Speaking at a Democratic rally somewhere east of Nashville. I think this was the rally at which I first met Al Gore. Note all the Butcher and Clement posters.

And inside the bubble — going everywhere he went, seeing everyone he saw — it felt like it was working. There had just been a televised with the other four or five candidates running, and everywhere we went — Democratic party rallies, factory shift changes, talking to loafers sitting on benches around a sleepy small-town courthouse — people said he had been the one who made the most sense. Which made me think that meant they were going to vote for him. But I should have listened to the few who said, “You made the most sense, but I’m going to vote for Jake Butcher or Bob Clement.”

I dismissed those who said things like that, because what they were saying was irrational. But they were the ones telling the truth. I did not yet understand two things about politics: One, voters don’t necessarily vote rationally. Two, the bandwagon effect: Clement and Butcher were seen as the two front-runners, and some people were going to vote for them simply for that reason.

I forget how much of the vote Roger got in the primary, but he came in well behind Clement and Butcher. (Butcher won the nomination, and went on to lose the election to Lamar Alexander.)

I found it shocking. Caught up in the bubble of my first gubernatorial campaign, I had thought he made the most sense, too. That was his slogan, by the way: Murray Makes Sense

Yeah, I know. I’m digressing all over the place. But I’m coming to the point.

A few days after this foray onto the campaign trail, we were visiting my in-laws in Memphis and I was telling them about my adventures on the hustings. My father-in-law, who had a more realistic impression of Murray’s chances than I did, offered the opinion that Murray was just running to raise his profile for the good of his business.

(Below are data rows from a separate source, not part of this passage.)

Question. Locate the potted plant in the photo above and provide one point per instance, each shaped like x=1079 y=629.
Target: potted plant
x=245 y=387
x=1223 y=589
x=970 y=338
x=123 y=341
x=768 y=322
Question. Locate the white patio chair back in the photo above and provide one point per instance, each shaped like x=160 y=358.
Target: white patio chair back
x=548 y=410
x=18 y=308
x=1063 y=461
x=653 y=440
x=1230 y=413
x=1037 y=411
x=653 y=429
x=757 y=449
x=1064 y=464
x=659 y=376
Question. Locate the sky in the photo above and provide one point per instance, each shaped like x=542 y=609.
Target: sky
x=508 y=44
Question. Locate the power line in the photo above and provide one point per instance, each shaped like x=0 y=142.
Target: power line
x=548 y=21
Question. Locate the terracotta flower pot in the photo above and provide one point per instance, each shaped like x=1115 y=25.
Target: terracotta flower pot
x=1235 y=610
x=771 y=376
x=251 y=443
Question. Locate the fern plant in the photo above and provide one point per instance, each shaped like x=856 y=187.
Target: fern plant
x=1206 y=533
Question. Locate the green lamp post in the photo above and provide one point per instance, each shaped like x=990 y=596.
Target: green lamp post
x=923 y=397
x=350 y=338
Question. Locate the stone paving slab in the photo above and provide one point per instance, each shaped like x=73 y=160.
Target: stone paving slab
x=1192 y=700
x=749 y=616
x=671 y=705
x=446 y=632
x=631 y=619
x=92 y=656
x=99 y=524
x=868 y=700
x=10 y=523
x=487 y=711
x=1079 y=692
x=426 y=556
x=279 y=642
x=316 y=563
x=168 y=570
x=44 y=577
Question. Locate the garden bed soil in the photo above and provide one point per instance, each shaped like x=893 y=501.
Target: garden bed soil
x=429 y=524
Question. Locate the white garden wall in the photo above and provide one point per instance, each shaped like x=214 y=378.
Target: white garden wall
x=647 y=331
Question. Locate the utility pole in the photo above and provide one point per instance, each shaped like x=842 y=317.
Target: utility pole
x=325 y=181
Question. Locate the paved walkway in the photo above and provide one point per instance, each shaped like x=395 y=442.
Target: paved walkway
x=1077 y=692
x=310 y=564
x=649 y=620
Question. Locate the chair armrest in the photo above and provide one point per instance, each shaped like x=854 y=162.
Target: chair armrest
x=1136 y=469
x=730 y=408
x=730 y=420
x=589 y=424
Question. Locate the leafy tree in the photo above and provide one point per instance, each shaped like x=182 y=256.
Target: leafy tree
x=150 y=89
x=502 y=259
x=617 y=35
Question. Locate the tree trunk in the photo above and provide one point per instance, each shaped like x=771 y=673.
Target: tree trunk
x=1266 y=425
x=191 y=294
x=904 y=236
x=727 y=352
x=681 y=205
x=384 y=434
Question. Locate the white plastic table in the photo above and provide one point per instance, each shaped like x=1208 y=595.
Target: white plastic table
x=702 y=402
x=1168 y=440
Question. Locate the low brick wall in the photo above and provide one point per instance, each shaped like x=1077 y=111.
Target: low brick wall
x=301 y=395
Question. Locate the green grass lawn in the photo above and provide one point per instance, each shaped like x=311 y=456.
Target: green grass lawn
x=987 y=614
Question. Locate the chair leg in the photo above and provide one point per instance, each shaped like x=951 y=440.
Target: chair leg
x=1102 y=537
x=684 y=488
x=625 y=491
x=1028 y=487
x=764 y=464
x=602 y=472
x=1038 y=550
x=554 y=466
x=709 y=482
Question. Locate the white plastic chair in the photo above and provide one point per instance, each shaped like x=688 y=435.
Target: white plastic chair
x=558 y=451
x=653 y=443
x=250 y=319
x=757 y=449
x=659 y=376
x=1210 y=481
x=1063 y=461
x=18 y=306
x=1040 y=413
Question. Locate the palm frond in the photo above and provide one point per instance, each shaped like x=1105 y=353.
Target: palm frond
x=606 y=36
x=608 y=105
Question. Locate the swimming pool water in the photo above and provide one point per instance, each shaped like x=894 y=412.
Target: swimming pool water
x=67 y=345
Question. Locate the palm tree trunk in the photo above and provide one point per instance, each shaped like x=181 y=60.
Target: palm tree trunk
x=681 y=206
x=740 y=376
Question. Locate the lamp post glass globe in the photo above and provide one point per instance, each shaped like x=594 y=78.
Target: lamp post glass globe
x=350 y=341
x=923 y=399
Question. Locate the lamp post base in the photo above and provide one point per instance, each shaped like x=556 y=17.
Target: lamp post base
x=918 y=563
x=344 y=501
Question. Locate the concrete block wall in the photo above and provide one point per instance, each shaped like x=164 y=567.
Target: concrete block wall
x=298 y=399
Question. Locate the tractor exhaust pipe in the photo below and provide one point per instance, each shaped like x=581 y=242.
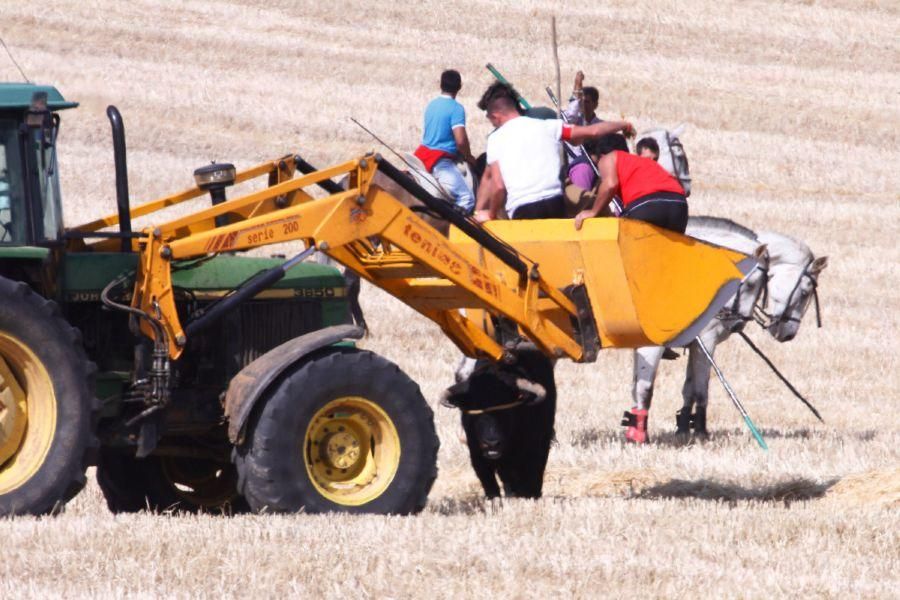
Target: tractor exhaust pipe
x=118 y=131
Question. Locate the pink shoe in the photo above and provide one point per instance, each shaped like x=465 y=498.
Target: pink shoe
x=635 y=423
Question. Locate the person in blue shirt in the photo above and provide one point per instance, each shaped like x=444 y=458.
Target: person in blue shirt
x=444 y=141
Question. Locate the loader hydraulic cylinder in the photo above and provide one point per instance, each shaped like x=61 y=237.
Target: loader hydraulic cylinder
x=251 y=288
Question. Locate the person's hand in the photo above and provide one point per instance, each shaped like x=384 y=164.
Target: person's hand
x=580 y=217
x=579 y=80
x=483 y=215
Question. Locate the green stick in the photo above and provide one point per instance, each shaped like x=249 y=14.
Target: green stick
x=502 y=79
x=737 y=403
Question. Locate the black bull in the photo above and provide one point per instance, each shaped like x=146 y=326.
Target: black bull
x=507 y=414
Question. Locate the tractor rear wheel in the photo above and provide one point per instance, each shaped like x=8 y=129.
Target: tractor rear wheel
x=345 y=431
x=167 y=483
x=46 y=404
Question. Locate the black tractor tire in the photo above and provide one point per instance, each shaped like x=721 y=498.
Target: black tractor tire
x=339 y=413
x=167 y=484
x=43 y=467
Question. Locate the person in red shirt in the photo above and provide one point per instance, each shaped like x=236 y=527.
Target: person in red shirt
x=648 y=192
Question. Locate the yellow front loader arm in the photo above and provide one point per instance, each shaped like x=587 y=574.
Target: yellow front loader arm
x=641 y=286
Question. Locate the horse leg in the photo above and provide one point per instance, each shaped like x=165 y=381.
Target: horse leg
x=352 y=282
x=696 y=390
x=646 y=363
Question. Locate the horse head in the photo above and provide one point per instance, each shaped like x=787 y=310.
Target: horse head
x=793 y=281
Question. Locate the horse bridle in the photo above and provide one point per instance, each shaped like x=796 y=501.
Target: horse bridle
x=766 y=320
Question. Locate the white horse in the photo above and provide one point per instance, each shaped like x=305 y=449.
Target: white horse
x=779 y=291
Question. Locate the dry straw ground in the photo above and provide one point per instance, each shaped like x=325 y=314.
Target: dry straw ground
x=794 y=125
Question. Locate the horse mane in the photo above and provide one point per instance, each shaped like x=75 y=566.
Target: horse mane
x=721 y=224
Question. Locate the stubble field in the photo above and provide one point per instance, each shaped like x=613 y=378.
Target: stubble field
x=793 y=113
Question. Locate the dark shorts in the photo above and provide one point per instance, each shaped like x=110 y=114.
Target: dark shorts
x=548 y=208
x=663 y=209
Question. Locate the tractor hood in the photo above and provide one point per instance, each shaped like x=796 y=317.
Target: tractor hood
x=19 y=95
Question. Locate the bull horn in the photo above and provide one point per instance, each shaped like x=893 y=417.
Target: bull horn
x=531 y=387
x=445 y=399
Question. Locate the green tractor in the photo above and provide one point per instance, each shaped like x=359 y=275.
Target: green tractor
x=309 y=421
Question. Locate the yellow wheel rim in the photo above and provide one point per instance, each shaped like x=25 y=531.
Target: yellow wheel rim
x=27 y=413
x=351 y=450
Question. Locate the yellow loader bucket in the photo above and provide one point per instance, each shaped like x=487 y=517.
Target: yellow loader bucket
x=647 y=286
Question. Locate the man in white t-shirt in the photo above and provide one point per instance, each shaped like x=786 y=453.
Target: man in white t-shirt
x=523 y=158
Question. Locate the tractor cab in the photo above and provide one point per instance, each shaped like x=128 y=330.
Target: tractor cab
x=30 y=205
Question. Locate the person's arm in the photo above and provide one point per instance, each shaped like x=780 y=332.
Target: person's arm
x=582 y=133
x=491 y=194
x=462 y=144
x=609 y=183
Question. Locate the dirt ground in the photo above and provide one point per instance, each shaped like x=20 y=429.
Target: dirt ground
x=793 y=115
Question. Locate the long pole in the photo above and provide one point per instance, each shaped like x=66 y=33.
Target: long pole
x=556 y=58
x=731 y=394
x=780 y=376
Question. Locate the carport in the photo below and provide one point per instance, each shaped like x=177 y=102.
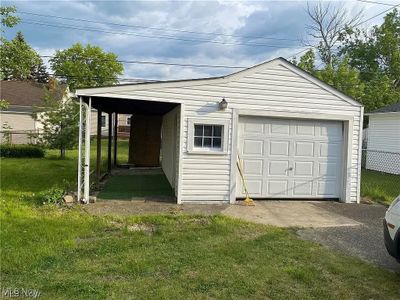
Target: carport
x=155 y=134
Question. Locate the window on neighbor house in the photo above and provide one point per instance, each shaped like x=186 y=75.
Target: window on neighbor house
x=208 y=136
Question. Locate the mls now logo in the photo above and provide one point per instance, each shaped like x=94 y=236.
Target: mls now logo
x=19 y=292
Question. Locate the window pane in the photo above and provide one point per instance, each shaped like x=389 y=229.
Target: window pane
x=217 y=131
x=207 y=130
x=207 y=142
x=198 y=142
x=217 y=143
x=198 y=130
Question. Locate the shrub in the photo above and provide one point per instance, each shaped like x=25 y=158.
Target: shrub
x=53 y=195
x=21 y=151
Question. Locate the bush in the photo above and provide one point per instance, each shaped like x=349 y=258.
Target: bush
x=21 y=151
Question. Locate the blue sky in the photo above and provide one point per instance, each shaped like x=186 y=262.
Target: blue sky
x=156 y=30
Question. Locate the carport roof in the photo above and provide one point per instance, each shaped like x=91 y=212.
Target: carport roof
x=387 y=109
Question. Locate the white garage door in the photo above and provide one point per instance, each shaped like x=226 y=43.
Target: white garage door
x=290 y=158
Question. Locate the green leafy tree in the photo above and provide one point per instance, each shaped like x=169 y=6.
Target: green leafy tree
x=18 y=59
x=8 y=19
x=4 y=104
x=376 y=54
x=59 y=117
x=87 y=66
x=339 y=74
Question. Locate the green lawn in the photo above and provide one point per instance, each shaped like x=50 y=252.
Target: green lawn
x=22 y=177
x=66 y=253
x=379 y=187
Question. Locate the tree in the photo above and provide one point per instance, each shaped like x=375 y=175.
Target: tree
x=17 y=59
x=88 y=66
x=39 y=73
x=327 y=26
x=7 y=17
x=339 y=74
x=60 y=119
x=4 y=104
x=376 y=52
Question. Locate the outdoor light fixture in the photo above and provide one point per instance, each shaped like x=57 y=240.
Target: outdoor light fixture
x=223 y=104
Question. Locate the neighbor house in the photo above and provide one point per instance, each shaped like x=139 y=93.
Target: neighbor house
x=296 y=137
x=22 y=96
x=383 y=140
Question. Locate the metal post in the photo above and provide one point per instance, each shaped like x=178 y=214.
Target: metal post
x=98 y=159
x=87 y=152
x=115 y=137
x=109 y=141
x=80 y=152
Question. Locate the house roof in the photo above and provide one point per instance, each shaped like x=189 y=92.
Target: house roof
x=96 y=91
x=387 y=109
x=22 y=93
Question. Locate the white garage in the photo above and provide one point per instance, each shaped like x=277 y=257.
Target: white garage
x=291 y=158
x=297 y=137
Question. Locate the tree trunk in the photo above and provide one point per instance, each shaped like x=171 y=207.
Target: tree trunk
x=145 y=141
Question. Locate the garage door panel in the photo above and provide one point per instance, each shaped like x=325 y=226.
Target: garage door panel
x=279 y=148
x=329 y=150
x=305 y=129
x=289 y=158
x=253 y=167
x=302 y=188
x=327 y=188
x=278 y=187
x=253 y=128
x=279 y=127
x=278 y=168
x=304 y=168
x=253 y=147
x=327 y=169
x=254 y=187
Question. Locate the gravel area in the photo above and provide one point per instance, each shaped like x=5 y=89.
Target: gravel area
x=365 y=241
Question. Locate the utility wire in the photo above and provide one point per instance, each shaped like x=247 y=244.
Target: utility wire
x=375 y=2
x=158 y=28
x=358 y=24
x=160 y=63
x=377 y=15
x=63 y=25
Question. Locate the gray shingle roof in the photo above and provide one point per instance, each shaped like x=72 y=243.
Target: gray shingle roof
x=389 y=108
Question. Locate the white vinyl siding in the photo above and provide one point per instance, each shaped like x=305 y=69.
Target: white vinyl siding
x=168 y=145
x=273 y=87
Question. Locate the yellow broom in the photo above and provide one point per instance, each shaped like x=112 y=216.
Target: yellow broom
x=248 y=201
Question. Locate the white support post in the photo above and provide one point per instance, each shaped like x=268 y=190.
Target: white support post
x=80 y=152
x=87 y=152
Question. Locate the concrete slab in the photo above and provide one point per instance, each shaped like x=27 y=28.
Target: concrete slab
x=289 y=214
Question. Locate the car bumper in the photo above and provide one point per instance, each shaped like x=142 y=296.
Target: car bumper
x=391 y=244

I found that a shocking idea. It seemed dishonest to me, and I didn’t see Roger as a dishonest guy. To my father-in-law, it just made sense. He, too, was a businessman. In retrospect, I’ve had occasion to think he may have been right. Roger was older and more experienced than I (which didn’t take much), and I’m sure had a much more realistic idea of his chances than I did. And whether he intended it or not, the campaign did raise his profile a bit, and may have helped his business. If I remember correctly, not all that long after, he left public office.

Which brings me to my point.

Friday morning, I heard a segment on The Takeaway suggesting that maybe Donald Trump’s whole candidacy has been a business move — something that would not shock me nearly as much as what my father-in-law said about Roger Murray, back when I was so much younger and more naive:

It’s no secret that Donald Trump is in a tough spot heading towards the November general election. Projections from FiveThirtyEight and our partners at The New York Times have former Secretary of State Hillary Clinton commanding a serious lead over the Republican presidential candidate.

So when Trump recruited Stephen Bannon of Breitbart News Network, the conservative alt-right website, as his chief campaign executive this week, it was a perplexing strategy. If you’re failing to attract mainstream voters, why further align yourself with the margins of the right wing?

Sarah Ellison, a contributing editor at Vanity Fair and author of “War at the Wall Street Journal,” suggests that Trump — understanding that a loss in November is imminent — has ulterior motives post-election: To create his own conservative media empire.

This I could believe, especially with Trump. It would explain a lot — such as his running like a guy who wants to make a big splash (to build the brand), then lose.

If, of course, all that trying-to-lose stuff wasn’t a fake.

Thoughts?

court square

A classic old-school campaign shot: Murray works the courthouse square in a small town in Middle Tennessee, greeting the loafers — that classic Southern stereotype — and handing out leaflets.